Pear and Gruyere Strata
- 4 cups sliced peeled Anjou or Concorde pear
- 2 teaspoons butter, melted
- 6 tablespoons granulated sugar, divided
- 12 (1-ounce) slices cinnamon swirl bread (such as Pepperidge Farm), cut in half diagonally
- Cooking spray
- 1 cup (4 ounces) shredded Gruyère cheese
- 1 1/2 cups 1% low-fat milk $
- 1 cup egg substitute
- 1/2 teaspoon ground cinnamon
- 1 tablespoon turbinado sugar
- 1/2 cup maple syrup
Preparation time 20mins
Cooking time 29mins
1. Combine pear, butter, and 1 tablespoon sugar in a large bowl; toss gently.
2. Arrange half of bread in an 11 x 7-inch glass or ceramic baking dish coated with cooking spray. Spoon pear mixture evenly over bread; top evenly with cheese. Arrange remaining bread over cheese.

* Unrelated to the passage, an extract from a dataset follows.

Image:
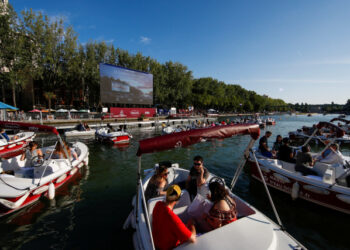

3. Combine the remaining 5 tablespoons granulated sugar, milk, egg substitute, and cinnamon, stirring with a whisk. Pour milk mixture over bread, pressing down to submerge. Cover and chill 8 hours or overnight.
4. Preheat oven to 350°.
5. Uncover dish. Sprinkle turbinado sugar evenly over bread. Bake at 350° for 55 minutes or until a knife inserted in center comes out clean. Let stand 10 minutes. Cut into 8 equal pieces; drizzle with syrup.